The International Consortium of Investigative Journalists (ICIJ) has published its investigation into tax avoidance in Luxembourg. The findings could have far reaching ramifications for one major accounting firm, the EU, and a lot of big businesses.
What did they find?
IKEA, Pepsi, FedEx, Dyson, Burberry, AIG, Deutsche Bank and Ireland’s Glanbia and the Sisk construction business family are just a few of over 300 companies allegedly involved in a mass tax avoidance scheme in Luxembourg.
These findings come from a cache of nearly 28,000 leaked documents that have been obtained by the ICIJ. Over 80 journalists from 26 countries have been working on the story.
The papers include 548 Advanced Tax Agreements, these are agreements reached between Luxembourg’s authorities and individual companies. The legality of Luxembourg’s arrangements with Amazon and Fiat Finance are currently being investigated by the EU.
How does it work?
Video produced by the ICIJ in partnership with the Pulitzer Center
Large companies have been creating complex accounting structures to funnel profits from high-tax regions to low-tax Luxemburg. The leak indicated that some companies paid less than 1 percent on these profits.

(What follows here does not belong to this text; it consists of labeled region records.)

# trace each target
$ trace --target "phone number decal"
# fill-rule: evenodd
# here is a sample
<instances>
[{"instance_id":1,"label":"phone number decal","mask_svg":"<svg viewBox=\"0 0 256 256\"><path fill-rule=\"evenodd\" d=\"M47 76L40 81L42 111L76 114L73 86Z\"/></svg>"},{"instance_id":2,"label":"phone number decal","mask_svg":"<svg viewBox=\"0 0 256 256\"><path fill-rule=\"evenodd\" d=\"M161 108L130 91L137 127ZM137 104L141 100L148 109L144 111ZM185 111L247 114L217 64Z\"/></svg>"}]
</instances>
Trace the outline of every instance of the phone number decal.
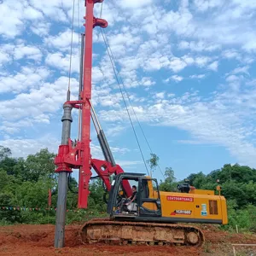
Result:
<instances>
[{"instance_id":1,"label":"phone number decal","mask_svg":"<svg viewBox=\"0 0 256 256\"><path fill-rule=\"evenodd\" d=\"M194 201L194 198L193 197L184 197L184 196L172 196L172 195L167 195L166 199L167 199L167 201L189 201L189 202Z\"/></svg>"}]
</instances>

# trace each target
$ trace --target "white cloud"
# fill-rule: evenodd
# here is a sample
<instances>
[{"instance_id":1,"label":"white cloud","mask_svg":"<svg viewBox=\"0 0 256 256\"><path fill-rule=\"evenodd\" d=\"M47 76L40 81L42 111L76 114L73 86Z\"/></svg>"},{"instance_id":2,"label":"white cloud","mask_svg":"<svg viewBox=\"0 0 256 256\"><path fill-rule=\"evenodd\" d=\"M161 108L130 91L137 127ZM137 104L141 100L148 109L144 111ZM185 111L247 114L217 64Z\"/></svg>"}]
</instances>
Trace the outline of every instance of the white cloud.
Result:
<instances>
[{"instance_id":1,"label":"white cloud","mask_svg":"<svg viewBox=\"0 0 256 256\"><path fill-rule=\"evenodd\" d=\"M199 74L199 75L191 75L189 76L190 79L204 79L206 77L206 74Z\"/></svg>"},{"instance_id":2,"label":"white cloud","mask_svg":"<svg viewBox=\"0 0 256 256\"><path fill-rule=\"evenodd\" d=\"M49 36L44 38L45 44L49 47L55 47L55 49L61 50L70 50L71 45L71 37L72 37L72 31L67 29L64 32L61 32L56 36ZM76 47L79 44L79 34L73 32L73 47Z\"/></svg>"},{"instance_id":3,"label":"white cloud","mask_svg":"<svg viewBox=\"0 0 256 256\"><path fill-rule=\"evenodd\" d=\"M117 4L119 4L123 9L137 9L142 8L145 5L148 5L152 3L152 0L119 0Z\"/></svg>"},{"instance_id":4,"label":"white cloud","mask_svg":"<svg viewBox=\"0 0 256 256\"><path fill-rule=\"evenodd\" d=\"M191 49L193 51L214 51L220 49L220 44L212 44L211 43L204 41L181 41L178 44L178 48L181 49Z\"/></svg>"},{"instance_id":5,"label":"white cloud","mask_svg":"<svg viewBox=\"0 0 256 256\"><path fill-rule=\"evenodd\" d=\"M171 79L174 80L175 82L181 82L183 78L178 75L173 75L171 78L165 80L165 82L169 82Z\"/></svg>"},{"instance_id":6,"label":"white cloud","mask_svg":"<svg viewBox=\"0 0 256 256\"><path fill-rule=\"evenodd\" d=\"M42 52L38 47L33 45L25 45L24 44L21 44L15 46L15 60L20 60L24 57L34 61L40 61L42 58Z\"/></svg>"},{"instance_id":7,"label":"white cloud","mask_svg":"<svg viewBox=\"0 0 256 256\"><path fill-rule=\"evenodd\" d=\"M70 54L63 54L61 52L49 53L45 58L45 63L61 71L68 72ZM71 71L73 73L79 72L79 55L78 51L73 54Z\"/></svg>"},{"instance_id":8,"label":"white cloud","mask_svg":"<svg viewBox=\"0 0 256 256\"><path fill-rule=\"evenodd\" d=\"M215 61L208 66L208 69L217 71L218 67L218 61Z\"/></svg>"},{"instance_id":9,"label":"white cloud","mask_svg":"<svg viewBox=\"0 0 256 256\"><path fill-rule=\"evenodd\" d=\"M49 75L49 71L43 67L24 67L14 75L0 77L0 93L19 93L28 88L37 88Z\"/></svg>"}]
</instances>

Can we trust the Europe on tax?
Today’s news will come as a blow to the new president of the European Commission, Jean-Claude Juncker. He began his five-year term this week. Mr Juncker was the prime minister of Luxembourg between 1995 and 2013. This means that he was leading the country when most of these alleged agreements were reached.
Mr Juncker has always refuted charges that Luxembourg is a tax haven. During a recent speech in Brussels he promised he would “try to put some morality, some ethics, into the European tax landscape”.
As the alleged tax avoidance schemes are being scrutinised across the Union, Mr Juncker's presidency could damage Europe's credibility. Pressure has been mounting on policies like Ireland’s ‘double Irish’ tax backdoor, and ‘patent boxes’ in the UK and the Netherlands.
What have PWC been up to?
The ICIJ’s documents also suggest that PricewaterhouseCooper, (PwC) one of the world’s biggest accounting firms, helped companies implement schemes to drastically reduce their taxable income.
When questioned by ICIJ journalists PwC said that these findings are based on “outdated” figures and “stolen” data. Analyses of public filings indicate that many of the tax deals revealed in the leak are still in place.